|Executive Summary: SteelEye's clustering and high availability solution for SQL Server is worth a look if you don't need highly granular data rewind capabilities.|
LifeKeeper Protection Suite for SQL Server
Flexibility, supported by an extensive feature set, is a hallmark of LifeKeeper Protection Suite for SQL Server from SteelEye Technology. The solution provides high availability and protects the data in your SQL Server-based applications by letting you create failover clusters comprising local and remote standby servers. I tested version 6.1.2, which combines SteelEye Data Replication (SDR) volume replication with the LifeKeeper for Windows high availability feature set, with added support for SQL Server. Installation of the two products is integrated with a single setup routine, although the two products are separate services and have separate documentation and management interfaces.
Key features include block-oriented synchronous or asynchronous volume replication, automatic and manual failover modes supporting shared and replicated storage on both physical and virtual servers, and a new continuous data protection (CDP) function within the recovery feature set.
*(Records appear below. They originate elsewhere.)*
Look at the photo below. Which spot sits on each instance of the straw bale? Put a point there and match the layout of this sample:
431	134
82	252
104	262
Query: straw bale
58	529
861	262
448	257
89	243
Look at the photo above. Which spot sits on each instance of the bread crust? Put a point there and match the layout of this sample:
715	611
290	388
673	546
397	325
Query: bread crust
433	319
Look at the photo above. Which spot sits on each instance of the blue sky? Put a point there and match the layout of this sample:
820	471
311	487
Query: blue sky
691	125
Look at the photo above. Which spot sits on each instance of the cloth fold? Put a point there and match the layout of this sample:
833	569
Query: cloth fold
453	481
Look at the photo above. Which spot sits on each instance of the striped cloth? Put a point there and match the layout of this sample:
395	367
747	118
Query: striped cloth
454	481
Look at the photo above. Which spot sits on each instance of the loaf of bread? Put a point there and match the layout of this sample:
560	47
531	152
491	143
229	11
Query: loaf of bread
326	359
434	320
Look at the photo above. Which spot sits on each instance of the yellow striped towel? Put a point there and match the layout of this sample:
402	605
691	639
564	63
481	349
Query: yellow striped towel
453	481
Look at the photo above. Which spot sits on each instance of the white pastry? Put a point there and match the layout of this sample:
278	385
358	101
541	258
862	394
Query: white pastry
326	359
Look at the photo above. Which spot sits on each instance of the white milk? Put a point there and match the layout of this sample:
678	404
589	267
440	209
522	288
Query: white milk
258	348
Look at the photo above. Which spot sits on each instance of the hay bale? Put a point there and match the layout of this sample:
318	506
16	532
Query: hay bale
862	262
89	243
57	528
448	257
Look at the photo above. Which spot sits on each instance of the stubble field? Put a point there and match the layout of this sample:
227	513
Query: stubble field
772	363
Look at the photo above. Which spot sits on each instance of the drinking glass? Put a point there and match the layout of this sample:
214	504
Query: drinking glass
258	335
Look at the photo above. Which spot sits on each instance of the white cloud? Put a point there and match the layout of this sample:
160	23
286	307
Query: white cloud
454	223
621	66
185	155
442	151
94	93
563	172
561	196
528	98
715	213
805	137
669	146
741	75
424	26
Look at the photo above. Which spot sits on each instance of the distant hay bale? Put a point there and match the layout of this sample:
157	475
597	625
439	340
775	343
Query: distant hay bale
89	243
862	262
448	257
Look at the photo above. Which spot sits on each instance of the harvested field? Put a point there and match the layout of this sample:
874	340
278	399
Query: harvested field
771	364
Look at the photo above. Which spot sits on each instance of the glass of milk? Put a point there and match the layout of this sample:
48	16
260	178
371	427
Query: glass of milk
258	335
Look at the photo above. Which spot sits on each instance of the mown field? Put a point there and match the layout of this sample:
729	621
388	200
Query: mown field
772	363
LPS-SQL supports many standard storage types, including iSCSI, Fibre Channel SAN, shared SCSI and Windows volumes with Volume Shadow Copy Service (VSS) snapshots. Windows fault tolerant disk sets are an exception, and unsupported. LPS-SQL supports x86 and x64 (but not IA64) versions of Windows Server 2003 and Windows 2000 Server and protects SQL Server 2005 and SQL Server 2000.
How LPS-SQL Works
LifeKeeper core components include a configuration database, a communications manager, an alarm interface used to trigger events, and a control interface to locate the correct scripts used for recovery actions. LPS-SQL stores information about the protected resources you define in a configuration database. The communications manager coordinates inter-server communications. Internally, LifeKeeper uses scripts to perform recovery actions, as managed by the control interface.
A LifeKeeper cluster consists of two or more interconnected servers. The same version of SQL Server must run on all servers within a cluster. Server hardware configurations need not be the same, as long as servers in the cluster have the capacity to handle the failover load. Although a cluster might include servers local to or remote from the primary application server, configuring failover to a remote SQL Server instance currently involves a minor workaround and the use of a protected DNS resource. In this scenario, users and applications access the SQL Server instance by using a DNS host name that’s added automatically. At failover, LPS-SQL communicates with an authoritative DNS server, altering the IP address associated with the host name to the IP address of the standby server that's taking over the SQL Server processing. Because users will continue to access the SQL Server server at its old IP address until the DNS host name’s TTL expires, it might take significantly longer for users to begin to access the new server. In my tests, it took about five minutes. SteelEye plans full support for this configuration in the next release of LPS-SQL.
LifeKeeper requires at least two communication paths between the servers—one or more for LifeKeeper heartbeat communications used to sense whether a server is working, and one or more for normal server communications. SteelEye recommends a private IP network connection for the primary heartbeat path, and also supports shared disk and RS-232 serial connections.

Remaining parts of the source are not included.